In this research, we propose AgriGrow Analytics, a complete agriculture intelligence system suitable for deployment in production. It combines ensemble learning models, computer vision techniques using deep learning, gradient boosting regression algorithms, and generative AI techniques using microservice architecture. While evaluating seven classifiers on a soil environment dataset of 2,200 records, we found that Random Forest provided the best accuracy of 99.55% in recommending crops. In disease recognition, a customized convolutional neural network on a disease database of 70,295 images across 38 disease categories attained a validation

accuracy greater than 95%. This system incorporates FastAPI backend and Next.js 14 frontend and offers a scalable and secure user interface suitable for implementation in poor-resource farming societies.

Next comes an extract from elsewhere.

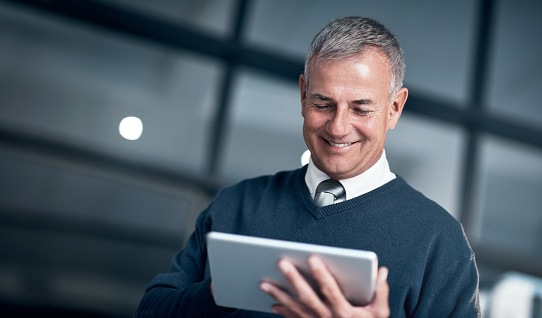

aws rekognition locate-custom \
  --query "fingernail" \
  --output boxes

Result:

Further, the following are some of the areas considered for future implementations: (i) inclusion of multi-spectral/hyper-spectral images using drones/satellites to add more capabilities into the crop health analysis feature set; (ii) use of reinforcement learning techniques to improve crop rotation and resource allocation advice for multiple years; (iii) use of TensorFlow Lite to implement edge inferencing, such that mobile phones with field camera will be able to do prediction offline; (iv) integration of weather APIs and providing recommendations according to weather predictions; (v) use of transfer learning on EfficientNetV2 or Vision transformers to expand the scope of disease detection model; (vi) building of collaborative/crowdsourced data layer.

For the farmer to earn the maximum income per acre, there is need for consideration of prices and costs associated with inputs along with subsidies.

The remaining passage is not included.